ML model: Fine Tune Hyperparameters

Tuning hyperparameters significantly improves model performance using Grid Search and Cross-Validation

ML model: Fine Tune Hyperparameters

Hyperparameters is a crucial step in improving the performance of a machine learning model. For Random Forest, some key hyperparameters to tune include the number of trees (n_estimators), the maximum depth of the trees (max_depth), the minimum number of samples required to split an internal node (min_samples_split), and the minimum number of samples required to be at a leaf node (min_samples_leaf).

There are several methods to tune hyperparameters, including Grid Search, Random Search, and Bayesian Optimization. In this tutorial, we'll use Grid Search with Cross-Validation to find the optimal hyperparameters for our Random Forest model.

Parameter Grid:

We define a dictionary (param_grid) with the hyperparameters we want to tune and the values to try for each.

from sklearn.model_selection import GridSearchCV

# Define the parameter grid
param_grid = {
    'n_estimators': [50, 100, 200],
    'max_depth': [None, 10, 20, 30],
    'min_samples_split': [2, 5, 10],
    'min_samples_leaf': [1, 2, 4]
}

We create a GridSearchCV object with the Random Forest regressor, parameter grid, cross-validation settings (cv=5 for 5-fold cross-validation), and scoring method.

# Initialize the Random Forest regressor
rf = RandomForestRegressor(random_state=42)

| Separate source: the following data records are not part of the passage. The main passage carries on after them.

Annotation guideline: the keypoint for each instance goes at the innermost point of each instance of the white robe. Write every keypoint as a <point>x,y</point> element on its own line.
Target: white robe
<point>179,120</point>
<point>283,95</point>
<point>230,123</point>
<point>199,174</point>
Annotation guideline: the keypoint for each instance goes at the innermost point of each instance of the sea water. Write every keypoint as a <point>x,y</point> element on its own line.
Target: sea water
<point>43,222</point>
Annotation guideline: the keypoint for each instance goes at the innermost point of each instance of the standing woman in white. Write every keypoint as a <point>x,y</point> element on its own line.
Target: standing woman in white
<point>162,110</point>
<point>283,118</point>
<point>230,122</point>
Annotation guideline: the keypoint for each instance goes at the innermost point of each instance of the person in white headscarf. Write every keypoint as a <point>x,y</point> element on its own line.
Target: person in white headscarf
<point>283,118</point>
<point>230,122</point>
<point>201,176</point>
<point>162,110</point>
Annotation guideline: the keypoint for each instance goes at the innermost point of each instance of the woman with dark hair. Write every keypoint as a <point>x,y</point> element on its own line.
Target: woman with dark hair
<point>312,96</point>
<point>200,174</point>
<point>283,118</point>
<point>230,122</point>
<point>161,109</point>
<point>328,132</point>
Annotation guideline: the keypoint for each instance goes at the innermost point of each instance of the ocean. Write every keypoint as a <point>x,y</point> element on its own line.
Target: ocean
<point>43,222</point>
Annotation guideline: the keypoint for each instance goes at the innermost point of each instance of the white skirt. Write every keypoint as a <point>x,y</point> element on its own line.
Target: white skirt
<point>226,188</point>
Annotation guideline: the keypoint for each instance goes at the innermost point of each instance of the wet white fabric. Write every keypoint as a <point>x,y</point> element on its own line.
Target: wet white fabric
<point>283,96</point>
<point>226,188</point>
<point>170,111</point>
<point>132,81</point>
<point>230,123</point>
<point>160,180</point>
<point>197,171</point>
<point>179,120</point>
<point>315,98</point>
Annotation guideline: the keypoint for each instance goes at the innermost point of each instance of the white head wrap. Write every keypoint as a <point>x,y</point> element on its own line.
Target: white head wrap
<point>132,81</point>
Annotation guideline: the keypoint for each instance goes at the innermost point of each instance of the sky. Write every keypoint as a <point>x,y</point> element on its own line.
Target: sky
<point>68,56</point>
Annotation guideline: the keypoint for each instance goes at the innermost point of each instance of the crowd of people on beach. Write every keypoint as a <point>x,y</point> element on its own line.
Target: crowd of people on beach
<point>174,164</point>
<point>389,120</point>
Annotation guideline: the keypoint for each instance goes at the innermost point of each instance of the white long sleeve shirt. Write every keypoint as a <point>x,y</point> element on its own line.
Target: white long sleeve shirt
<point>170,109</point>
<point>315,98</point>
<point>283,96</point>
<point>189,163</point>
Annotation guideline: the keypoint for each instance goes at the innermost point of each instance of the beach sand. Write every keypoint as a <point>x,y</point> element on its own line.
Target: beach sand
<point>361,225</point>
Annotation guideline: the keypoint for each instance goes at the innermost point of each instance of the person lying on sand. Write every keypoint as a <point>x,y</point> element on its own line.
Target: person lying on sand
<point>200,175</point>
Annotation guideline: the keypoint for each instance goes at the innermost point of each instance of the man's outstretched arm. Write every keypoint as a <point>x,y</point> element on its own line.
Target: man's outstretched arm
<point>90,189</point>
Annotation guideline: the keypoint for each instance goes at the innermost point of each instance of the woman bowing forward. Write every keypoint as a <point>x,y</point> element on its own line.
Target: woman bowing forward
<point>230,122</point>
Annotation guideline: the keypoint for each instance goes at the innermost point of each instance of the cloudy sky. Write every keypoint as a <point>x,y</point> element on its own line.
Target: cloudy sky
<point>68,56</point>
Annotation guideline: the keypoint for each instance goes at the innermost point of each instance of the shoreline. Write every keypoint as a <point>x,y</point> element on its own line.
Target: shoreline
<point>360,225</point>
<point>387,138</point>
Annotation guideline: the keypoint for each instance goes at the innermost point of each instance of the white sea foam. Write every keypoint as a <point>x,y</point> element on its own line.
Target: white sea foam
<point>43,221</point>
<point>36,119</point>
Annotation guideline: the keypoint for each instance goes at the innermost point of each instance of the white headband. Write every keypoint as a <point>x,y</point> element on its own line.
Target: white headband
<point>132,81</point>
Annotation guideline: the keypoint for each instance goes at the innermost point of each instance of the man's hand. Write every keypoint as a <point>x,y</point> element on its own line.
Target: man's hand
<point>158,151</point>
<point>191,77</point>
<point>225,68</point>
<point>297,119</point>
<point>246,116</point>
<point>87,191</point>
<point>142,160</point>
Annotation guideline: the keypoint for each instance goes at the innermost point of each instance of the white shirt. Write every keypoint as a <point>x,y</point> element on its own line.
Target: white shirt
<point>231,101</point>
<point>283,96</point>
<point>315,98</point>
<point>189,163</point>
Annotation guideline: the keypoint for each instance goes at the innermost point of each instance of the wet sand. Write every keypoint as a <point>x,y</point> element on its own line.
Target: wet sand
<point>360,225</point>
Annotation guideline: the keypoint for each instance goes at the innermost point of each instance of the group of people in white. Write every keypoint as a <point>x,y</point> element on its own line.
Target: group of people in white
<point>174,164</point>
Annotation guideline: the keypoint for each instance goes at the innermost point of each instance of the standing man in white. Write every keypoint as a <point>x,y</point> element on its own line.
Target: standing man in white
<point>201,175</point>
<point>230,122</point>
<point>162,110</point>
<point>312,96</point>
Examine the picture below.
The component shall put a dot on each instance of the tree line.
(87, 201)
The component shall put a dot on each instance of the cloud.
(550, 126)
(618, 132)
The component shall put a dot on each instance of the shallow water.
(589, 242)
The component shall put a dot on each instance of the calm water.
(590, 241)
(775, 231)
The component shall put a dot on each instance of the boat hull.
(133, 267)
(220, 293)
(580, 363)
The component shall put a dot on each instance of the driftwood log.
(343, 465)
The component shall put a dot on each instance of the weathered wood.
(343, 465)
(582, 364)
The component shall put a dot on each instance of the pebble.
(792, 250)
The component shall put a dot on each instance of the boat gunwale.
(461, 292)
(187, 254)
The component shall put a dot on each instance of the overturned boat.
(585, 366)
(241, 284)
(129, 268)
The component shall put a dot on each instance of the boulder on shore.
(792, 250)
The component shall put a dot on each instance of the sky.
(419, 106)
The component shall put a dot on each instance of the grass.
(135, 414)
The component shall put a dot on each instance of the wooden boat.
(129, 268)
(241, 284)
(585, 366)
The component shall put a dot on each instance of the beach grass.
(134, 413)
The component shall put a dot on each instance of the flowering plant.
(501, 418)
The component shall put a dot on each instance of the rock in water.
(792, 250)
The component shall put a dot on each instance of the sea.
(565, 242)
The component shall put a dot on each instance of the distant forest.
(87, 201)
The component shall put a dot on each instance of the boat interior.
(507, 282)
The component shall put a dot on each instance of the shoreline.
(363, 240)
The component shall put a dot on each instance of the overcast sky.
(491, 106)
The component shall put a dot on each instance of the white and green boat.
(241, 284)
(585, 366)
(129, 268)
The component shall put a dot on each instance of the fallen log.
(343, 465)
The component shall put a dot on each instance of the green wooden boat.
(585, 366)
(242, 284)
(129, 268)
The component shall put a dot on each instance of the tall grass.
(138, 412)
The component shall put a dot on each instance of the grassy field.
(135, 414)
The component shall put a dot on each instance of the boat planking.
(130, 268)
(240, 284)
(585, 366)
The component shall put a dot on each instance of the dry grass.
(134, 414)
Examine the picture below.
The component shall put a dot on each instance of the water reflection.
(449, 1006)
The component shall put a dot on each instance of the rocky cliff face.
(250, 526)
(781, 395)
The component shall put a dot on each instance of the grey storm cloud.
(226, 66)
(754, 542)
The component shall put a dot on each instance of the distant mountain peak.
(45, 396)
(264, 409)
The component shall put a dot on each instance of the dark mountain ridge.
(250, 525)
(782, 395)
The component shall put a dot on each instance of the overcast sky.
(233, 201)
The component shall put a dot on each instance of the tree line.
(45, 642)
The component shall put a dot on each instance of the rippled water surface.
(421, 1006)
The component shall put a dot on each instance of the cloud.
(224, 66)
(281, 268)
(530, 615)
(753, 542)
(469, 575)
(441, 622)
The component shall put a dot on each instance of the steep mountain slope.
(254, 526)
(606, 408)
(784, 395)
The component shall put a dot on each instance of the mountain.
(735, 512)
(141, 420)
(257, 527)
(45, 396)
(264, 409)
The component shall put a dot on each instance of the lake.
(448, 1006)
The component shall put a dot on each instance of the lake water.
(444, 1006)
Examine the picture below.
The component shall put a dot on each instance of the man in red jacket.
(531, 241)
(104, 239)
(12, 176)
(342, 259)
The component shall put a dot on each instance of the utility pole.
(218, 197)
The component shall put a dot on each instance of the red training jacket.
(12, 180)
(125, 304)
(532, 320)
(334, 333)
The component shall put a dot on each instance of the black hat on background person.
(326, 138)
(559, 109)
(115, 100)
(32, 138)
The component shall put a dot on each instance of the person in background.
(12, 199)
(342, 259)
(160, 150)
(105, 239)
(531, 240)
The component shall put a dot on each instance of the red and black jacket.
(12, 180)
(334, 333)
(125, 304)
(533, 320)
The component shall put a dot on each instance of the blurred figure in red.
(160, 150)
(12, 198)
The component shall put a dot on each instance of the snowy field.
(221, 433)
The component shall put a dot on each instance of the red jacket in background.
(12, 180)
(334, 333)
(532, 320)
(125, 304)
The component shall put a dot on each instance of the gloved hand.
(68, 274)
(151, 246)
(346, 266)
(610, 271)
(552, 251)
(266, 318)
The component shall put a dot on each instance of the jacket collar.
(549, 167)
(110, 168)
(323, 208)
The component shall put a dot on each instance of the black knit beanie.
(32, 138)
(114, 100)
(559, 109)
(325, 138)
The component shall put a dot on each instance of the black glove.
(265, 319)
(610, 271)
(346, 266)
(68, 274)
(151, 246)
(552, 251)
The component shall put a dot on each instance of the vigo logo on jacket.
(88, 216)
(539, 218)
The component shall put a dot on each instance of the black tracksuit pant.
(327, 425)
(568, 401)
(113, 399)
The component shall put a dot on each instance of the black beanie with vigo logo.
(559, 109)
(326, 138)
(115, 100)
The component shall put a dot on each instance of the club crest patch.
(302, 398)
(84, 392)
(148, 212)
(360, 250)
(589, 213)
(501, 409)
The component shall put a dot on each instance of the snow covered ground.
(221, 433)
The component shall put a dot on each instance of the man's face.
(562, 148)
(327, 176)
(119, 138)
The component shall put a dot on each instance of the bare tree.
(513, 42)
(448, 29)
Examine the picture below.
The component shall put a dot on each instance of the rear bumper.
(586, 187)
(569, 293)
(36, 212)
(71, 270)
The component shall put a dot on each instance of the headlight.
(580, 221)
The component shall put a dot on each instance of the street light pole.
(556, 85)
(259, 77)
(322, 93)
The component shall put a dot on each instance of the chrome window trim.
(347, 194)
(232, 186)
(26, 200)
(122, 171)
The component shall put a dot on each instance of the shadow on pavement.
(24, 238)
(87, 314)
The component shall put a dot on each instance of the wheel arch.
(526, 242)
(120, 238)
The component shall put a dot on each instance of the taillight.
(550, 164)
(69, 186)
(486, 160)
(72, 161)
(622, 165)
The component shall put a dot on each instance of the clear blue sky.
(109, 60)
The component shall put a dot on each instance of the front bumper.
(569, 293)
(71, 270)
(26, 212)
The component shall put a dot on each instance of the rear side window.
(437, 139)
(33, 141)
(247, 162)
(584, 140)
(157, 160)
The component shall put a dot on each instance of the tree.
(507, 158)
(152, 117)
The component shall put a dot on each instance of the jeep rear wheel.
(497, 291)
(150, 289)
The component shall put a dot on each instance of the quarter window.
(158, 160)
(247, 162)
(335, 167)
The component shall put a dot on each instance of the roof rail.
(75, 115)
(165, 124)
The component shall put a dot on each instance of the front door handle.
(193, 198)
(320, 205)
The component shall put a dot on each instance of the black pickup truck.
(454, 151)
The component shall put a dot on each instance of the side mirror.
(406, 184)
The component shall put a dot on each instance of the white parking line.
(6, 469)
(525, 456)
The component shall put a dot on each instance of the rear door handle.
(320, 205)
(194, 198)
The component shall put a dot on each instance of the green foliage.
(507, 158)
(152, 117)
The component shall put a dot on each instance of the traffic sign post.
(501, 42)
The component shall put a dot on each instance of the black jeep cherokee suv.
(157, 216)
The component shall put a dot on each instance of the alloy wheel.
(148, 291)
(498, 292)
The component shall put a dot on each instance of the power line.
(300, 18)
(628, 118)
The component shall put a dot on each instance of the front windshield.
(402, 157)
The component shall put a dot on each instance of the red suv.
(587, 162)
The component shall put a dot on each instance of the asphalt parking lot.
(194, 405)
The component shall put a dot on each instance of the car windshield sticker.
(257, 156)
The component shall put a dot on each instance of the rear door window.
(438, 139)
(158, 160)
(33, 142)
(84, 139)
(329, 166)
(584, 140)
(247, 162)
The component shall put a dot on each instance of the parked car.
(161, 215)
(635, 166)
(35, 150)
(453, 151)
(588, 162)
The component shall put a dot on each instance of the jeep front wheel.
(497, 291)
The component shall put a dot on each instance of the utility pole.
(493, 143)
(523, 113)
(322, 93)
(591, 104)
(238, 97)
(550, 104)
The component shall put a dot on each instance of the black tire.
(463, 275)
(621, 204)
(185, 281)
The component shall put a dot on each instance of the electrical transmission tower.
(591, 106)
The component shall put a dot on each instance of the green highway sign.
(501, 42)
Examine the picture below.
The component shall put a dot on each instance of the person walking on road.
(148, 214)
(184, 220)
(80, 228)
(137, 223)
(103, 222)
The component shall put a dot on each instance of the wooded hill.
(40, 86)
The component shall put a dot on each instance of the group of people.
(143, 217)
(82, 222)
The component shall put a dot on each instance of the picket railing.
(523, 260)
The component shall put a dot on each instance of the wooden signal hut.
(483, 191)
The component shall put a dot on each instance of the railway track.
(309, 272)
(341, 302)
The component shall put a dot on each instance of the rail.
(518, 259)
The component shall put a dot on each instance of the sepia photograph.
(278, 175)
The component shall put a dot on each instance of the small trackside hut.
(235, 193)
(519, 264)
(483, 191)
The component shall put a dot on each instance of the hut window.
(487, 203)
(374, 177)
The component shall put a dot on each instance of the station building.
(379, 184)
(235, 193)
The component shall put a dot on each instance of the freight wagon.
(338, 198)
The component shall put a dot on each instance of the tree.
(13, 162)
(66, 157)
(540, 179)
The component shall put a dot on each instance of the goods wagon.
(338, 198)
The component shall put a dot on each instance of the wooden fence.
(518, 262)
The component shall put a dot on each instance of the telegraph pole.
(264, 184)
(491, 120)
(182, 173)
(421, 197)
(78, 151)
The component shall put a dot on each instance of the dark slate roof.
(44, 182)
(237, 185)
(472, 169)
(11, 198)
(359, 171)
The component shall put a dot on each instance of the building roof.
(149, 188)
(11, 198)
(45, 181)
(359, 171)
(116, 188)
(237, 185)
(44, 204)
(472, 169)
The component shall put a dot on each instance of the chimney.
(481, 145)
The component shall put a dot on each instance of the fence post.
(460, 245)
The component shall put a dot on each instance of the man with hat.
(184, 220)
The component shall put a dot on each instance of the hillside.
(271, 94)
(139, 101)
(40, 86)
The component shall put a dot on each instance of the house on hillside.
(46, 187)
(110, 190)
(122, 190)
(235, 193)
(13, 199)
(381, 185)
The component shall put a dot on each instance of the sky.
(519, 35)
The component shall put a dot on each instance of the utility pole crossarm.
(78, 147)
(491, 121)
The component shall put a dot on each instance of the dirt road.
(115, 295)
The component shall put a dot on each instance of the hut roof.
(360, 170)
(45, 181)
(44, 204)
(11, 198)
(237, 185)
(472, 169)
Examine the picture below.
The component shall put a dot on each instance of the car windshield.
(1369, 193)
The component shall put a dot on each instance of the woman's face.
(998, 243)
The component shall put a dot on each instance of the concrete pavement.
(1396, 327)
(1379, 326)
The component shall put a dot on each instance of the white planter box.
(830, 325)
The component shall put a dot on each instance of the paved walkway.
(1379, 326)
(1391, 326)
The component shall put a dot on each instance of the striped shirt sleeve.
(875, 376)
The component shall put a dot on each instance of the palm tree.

# Initialize Grid Search with Cross-Validation
grid_search = GridSearchCV(estimator=rf, param_grid=param_grid, cv=5, n_jobs=-1, verbose=2, scoring='neg_mean_absolute_error')

Fit the Model:

The grid search iterates over all possible combinations of the hyperparameters, fits the model, and evaluates it using cross-validation.


# Fit the model
grid_search.fit(X_train, y_train)

Best Parameters and Score:

We retrieve the best hyperparameters and the corresponding score.

# Get the best parameters and best score
best_params = grid_search.best_params_
best_score = grid_search.best_score_

print(f'Best Parameters: {best_params}')
print(f'Best Cross-Validation Score: {best_score}')

Train with Best Parameters:

We train a new Random Forest model using the best hyperparameters and evaluate its performance on the test set.

# Train the model with the best parameters
best_rf = RandomForestRegressor(**best_params, random_state=42)
best_rf.fit(X_train, y_train)
# Make predictions on the test set
y_pred_best = best_rf.predict(X_test)

# Evaluate the model
mae_best = mean_absolute_error(y_test, y_pred_best)
r2_best = r2_score(y_test, y_pred_best)

print(f'Mean Absolute Error with Best Params: {mae_best}')
print(f'R-squared with Best Params: {r2_best}')

Hyperparameter tuning can significantly improve the performance of your model by finding the optimal settings for the specific dataset and task.